Nepal fails to get new PM even after 10th round
By IANSWednesday, October 6, 2010
KATHMANDU - Anger, ridicule and disinterest marked the 10th round of prime ministerial election in Nepal Wednesday with the parties failing to elect a new premier for an unprecedented 10th time in a row despite only one contestant remaining in the fray.
Even before the election started, the Parliamentary Business Advisory Committee said the 11th round would be held Thursday if the day’s vote proved inconclusive.
Former deputy prime minister Ram Chandra Poudel came under fire from the opposition Maoist party after his Nepali Congress (NC) party refused to withdraw his candidacy in spite of knowing, from the past elections, that the veteran leader would not be able to win the nearly 300 votes needed for victory.
A last-ditch meeting Wednesday among the ruling communists, their ally NC and the opposition Maoists failed to persuade Poudel to step down and pave the way for a new election process.
Nepal’s unique election system allows even a single and floundering contestant to run the race endlessly till he wins or quits the ring.
Poudel mustered only 109 votes while one MP voted against him and 46 remained neutral.
With five of the largest parties in parliament not taking part in the process, it was a foregone conclusion, even before Wednesday’s election started, that it would be futile, like the earlier rounds.

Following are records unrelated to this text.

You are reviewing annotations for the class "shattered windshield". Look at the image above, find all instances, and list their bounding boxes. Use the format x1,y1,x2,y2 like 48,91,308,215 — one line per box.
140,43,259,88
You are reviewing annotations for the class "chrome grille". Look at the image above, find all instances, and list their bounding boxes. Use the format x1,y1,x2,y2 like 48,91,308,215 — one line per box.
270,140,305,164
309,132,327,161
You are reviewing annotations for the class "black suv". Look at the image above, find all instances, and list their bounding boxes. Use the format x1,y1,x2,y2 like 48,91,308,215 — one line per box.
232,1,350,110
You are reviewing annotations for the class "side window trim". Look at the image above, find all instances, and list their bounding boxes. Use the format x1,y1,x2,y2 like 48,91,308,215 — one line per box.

The Maoists, communists and a bloc of four regional parties have been eschewing the election, since it started in July, stating various reasons.
Maoist chief Pushpa Kamal Dahal Prachanda, who exited from the race last month, flayed Poudel for refusing to budge, calling the ongoing election the laughing stock of the world and going against democracy.
The Nepali Congress defended its stand saying it suspected a new alliance between the Maoists and the communists as a ploy to grab power unethically and would not budge unless the Maoists agreed to a time-bound peace process and disbanded their guerrilla army that officially has nearly 20,000 combatants.
The impasse, the longest in even Nepal’s turbulent history, has seen the government struggling to table a new budget amidst a warning by the Maoists that they would block it unless an agreement on power-sharing was reached.
Besides running out of funds, the government is running out of time as well.
It has less than seven months to draft a new constitution or face a constitutional crisis.
Due to their endless squabbling for power, the parties failed to promulgate the new constitution this May. Now it seems doubtful that they would be able to meet the target in mid-May 2011.
Nepal stands to lose credibility in the international community if it fails to rehabilitate the guerrilla combatants by January when the UN, that is part of the process, will make its exit.
UN Under Secretary General for Political Affairs, B. Lynn Pascoe, arrived in Kathmandu Wednesday to assess the halted peace process. He will be sending his report to UN chief Ban Ki-moon.